A solution that combines patch management and privilege management in one solution allows devices to be patched via a cloud component when they are outside the company network whilst the IT department remains in control of the process. With thousands of assets being used in hospitals and other healthcare settings, this allows IT to maintain control over the patch process without needing to examine each device individually.

Additional AI-rooted capabilities that gather intelligence on patches and updates will relieve more of IT’s stress. Information on the reliability of new updates and on problem-solving can be collected and aggregated from thousands of specialist forums, media reports, and crowdsourcing through automation. This enables administrators to decide quickly on what patches they want to subject to a more detailed examination.

Diagnose and heal

Unfortunately, everyone is susceptible to disease and illness, no matter how good their general health and hygiene are. NHS doctors are ready to treat any ailments we face, but what are the treatments IT can utilise to treat network infections?

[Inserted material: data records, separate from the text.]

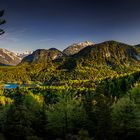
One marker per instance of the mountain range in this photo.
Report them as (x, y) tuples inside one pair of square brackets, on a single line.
[(110, 53)]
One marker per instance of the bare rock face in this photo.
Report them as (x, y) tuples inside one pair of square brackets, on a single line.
[(76, 47), (8, 58)]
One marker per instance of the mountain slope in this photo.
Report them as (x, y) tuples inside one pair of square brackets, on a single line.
[(43, 55), (8, 58), (110, 53), (75, 48)]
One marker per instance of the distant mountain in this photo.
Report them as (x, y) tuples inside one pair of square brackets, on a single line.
[(8, 58), (75, 48), (110, 53), (24, 54), (43, 55)]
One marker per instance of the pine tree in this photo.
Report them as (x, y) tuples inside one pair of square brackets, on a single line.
[(2, 21)]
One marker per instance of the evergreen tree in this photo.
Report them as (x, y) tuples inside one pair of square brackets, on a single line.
[(2, 21)]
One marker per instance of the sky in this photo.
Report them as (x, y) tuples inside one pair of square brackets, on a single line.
[(35, 24)]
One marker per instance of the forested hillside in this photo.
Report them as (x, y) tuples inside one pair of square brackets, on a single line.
[(91, 95)]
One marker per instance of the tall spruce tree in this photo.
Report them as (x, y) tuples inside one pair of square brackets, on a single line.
[(2, 21)]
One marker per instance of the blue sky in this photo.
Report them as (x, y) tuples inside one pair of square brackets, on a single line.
[(33, 24)]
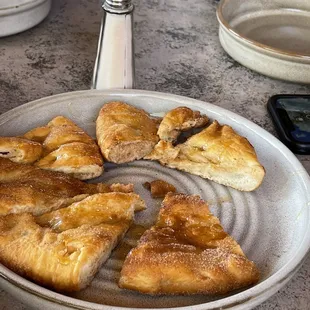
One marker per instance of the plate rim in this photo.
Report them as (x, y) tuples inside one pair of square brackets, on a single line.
[(260, 46), (249, 294)]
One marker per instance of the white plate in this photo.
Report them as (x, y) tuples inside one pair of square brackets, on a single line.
[(19, 15), (270, 37), (271, 223)]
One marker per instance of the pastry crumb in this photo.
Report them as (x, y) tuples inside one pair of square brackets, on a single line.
[(159, 188)]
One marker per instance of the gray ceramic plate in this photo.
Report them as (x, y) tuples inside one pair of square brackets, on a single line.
[(271, 37), (271, 223)]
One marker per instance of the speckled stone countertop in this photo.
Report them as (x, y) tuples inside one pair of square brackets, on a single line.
[(177, 51)]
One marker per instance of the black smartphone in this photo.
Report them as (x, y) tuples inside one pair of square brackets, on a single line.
[(291, 117)]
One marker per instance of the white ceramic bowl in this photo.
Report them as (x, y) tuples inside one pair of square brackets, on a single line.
[(19, 15), (272, 224), (270, 37)]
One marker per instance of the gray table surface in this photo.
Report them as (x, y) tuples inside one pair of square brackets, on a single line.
[(177, 51)]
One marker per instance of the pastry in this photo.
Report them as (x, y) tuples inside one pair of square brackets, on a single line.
[(63, 250), (180, 119), (67, 148), (20, 150), (26, 188), (159, 188), (217, 153), (186, 252), (125, 133)]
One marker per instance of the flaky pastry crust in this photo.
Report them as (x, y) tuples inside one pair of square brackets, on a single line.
[(180, 119), (186, 252), (217, 153), (125, 133)]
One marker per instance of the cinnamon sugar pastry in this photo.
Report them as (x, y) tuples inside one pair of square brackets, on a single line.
[(217, 153), (125, 133), (67, 148), (187, 252), (63, 250), (180, 119), (26, 188), (20, 150)]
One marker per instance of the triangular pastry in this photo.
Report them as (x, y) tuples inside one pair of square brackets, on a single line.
[(217, 153), (67, 148), (178, 120), (26, 188), (186, 252), (125, 133), (64, 249), (20, 150)]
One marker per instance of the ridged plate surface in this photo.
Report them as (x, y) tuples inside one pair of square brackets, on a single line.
[(271, 224)]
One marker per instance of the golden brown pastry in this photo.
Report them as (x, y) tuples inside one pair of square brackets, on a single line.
[(20, 150), (63, 250), (187, 252), (38, 134), (217, 153), (159, 188), (26, 188), (180, 119), (67, 148), (125, 133), (81, 160)]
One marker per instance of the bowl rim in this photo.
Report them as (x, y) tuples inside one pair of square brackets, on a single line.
[(224, 23), (249, 295), (15, 9)]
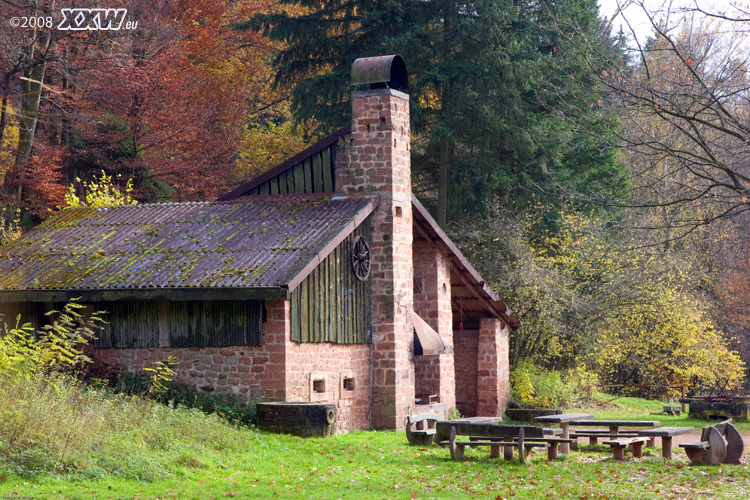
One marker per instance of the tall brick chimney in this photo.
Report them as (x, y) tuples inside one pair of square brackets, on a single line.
[(376, 160)]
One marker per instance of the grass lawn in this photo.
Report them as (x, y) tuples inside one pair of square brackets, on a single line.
[(381, 465)]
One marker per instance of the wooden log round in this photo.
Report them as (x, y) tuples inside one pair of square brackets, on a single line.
[(735, 445), (717, 448), (696, 455)]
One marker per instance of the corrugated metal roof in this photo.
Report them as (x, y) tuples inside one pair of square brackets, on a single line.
[(254, 242)]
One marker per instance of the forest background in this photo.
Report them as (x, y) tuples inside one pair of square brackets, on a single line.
[(598, 182)]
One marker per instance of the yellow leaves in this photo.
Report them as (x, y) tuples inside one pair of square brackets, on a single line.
[(101, 193)]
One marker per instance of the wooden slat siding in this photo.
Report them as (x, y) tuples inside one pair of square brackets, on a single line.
[(317, 170), (215, 323), (315, 174), (332, 304), (299, 178), (308, 176), (328, 174), (130, 324), (289, 182)]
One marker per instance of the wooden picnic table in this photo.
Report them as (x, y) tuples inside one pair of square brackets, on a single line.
[(614, 428), (614, 425), (666, 434), (443, 427), (563, 421), (493, 435)]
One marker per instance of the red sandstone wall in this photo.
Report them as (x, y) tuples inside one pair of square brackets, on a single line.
[(279, 368), (432, 301), (334, 363), (376, 160), (427, 374), (493, 386), (466, 345)]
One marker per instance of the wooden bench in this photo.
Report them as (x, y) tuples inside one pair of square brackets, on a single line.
[(666, 434), (421, 428), (552, 449), (619, 444), (674, 410), (564, 422), (494, 436), (712, 448), (614, 429), (595, 435)]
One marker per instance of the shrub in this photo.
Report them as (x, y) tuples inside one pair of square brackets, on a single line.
[(227, 406), (53, 424), (535, 387)]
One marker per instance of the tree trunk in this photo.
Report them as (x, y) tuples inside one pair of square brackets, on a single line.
[(442, 215), (31, 89)]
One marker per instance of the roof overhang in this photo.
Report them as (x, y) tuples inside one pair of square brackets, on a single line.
[(112, 295), (468, 277), (429, 340)]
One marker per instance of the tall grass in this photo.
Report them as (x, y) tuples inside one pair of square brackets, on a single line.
[(54, 425)]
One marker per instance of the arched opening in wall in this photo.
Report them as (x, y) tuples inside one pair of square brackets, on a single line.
[(428, 346), (466, 353)]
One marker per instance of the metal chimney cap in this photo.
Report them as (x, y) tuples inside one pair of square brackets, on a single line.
[(381, 72)]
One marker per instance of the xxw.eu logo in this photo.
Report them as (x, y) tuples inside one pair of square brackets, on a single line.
[(95, 19)]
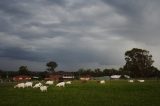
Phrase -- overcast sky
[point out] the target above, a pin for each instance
(76, 33)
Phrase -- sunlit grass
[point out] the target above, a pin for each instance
(114, 93)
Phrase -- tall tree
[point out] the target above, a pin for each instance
(138, 62)
(23, 70)
(51, 66)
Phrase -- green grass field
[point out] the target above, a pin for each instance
(114, 93)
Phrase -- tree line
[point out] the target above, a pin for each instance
(139, 63)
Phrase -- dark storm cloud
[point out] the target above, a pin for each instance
(76, 33)
(142, 16)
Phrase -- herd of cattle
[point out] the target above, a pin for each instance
(43, 87)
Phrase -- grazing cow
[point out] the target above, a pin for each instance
(131, 81)
(140, 80)
(20, 85)
(28, 84)
(37, 85)
(68, 82)
(49, 82)
(43, 88)
(61, 84)
(102, 82)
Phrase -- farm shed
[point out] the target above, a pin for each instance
(102, 78)
(68, 76)
(21, 78)
(85, 78)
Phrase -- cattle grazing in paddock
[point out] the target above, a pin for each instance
(68, 82)
(37, 85)
(140, 80)
(61, 84)
(43, 88)
(131, 81)
(20, 85)
(49, 82)
(28, 84)
(102, 82)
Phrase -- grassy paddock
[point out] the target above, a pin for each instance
(114, 93)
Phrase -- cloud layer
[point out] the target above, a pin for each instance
(76, 34)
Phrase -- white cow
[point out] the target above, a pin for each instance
(37, 85)
(140, 80)
(102, 82)
(43, 88)
(68, 82)
(28, 84)
(20, 85)
(49, 82)
(61, 84)
(131, 81)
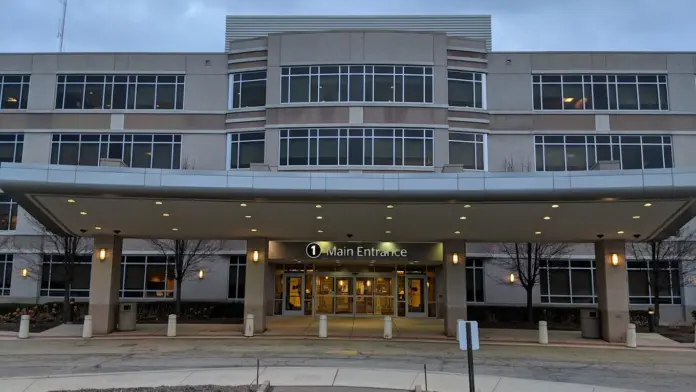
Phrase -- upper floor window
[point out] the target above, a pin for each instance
(11, 147)
(600, 92)
(245, 148)
(150, 151)
(582, 152)
(467, 149)
(357, 83)
(356, 147)
(466, 89)
(248, 89)
(120, 92)
(14, 91)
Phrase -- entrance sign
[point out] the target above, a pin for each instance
(314, 250)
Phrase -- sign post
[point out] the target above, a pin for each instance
(469, 341)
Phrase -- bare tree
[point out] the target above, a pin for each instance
(186, 257)
(69, 248)
(524, 260)
(656, 257)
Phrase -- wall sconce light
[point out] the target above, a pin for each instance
(614, 259)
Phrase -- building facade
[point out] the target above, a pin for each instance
(395, 129)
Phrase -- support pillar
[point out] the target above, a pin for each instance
(257, 277)
(612, 290)
(454, 268)
(105, 283)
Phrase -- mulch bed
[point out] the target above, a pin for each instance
(198, 388)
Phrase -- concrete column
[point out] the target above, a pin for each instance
(455, 284)
(256, 281)
(105, 283)
(612, 290)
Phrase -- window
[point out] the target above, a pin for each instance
(14, 91)
(149, 151)
(5, 273)
(600, 92)
(246, 148)
(237, 277)
(357, 83)
(356, 147)
(248, 89)
(11, 147)
(147, 277)
(120, 92)
(474, 280)
(466, 89)
(581, 152)
(8, 213)
(53, 276)
(669, 282)
(468, 149)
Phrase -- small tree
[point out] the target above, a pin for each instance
(656, 256)
(186, 257)
(69, 248)
(524, 259)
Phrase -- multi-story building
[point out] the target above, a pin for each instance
(422, 148)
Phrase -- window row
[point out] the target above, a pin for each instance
(356, 147)
(120, 92)
(14, 91)
(582, 152)
(357, 83)
(150, 151)
(600, 92)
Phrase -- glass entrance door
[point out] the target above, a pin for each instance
(293, 294)
(416, 296)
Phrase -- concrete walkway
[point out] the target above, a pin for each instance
(294, 376)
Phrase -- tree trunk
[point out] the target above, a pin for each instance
(178, 297)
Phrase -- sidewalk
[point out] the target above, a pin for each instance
(294, 376)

With deep learning, supervised and unsupervised learning capabilities, healthcare IT teams can proactively and predictively detect configuration drift issues, performance issues, application crash issues, security vulnerabilities, etc. on devices.  

These threats can then be remediated before the end user experiences any disruption. In this sense, automation can bolster clinician’s compliance and productivity by frequently detecting and solving IT issues before they are noticed.

Healthcare organisations have traditionally been at the forefront of technological innovations to unearth new diagnosis and treatment methods. The mass adoption of IoT devices and the use of mobile devices in hospitals is an excellent example of this. 

In order to protect patient records and data, user privacy, as well as device and network integrity, health practitioners’ security needs to keep up with these developments. Zero trust IT management that utilises automation solutions will reduce risk and boost productivity so doctors and nurses can focus on what matters: their patients.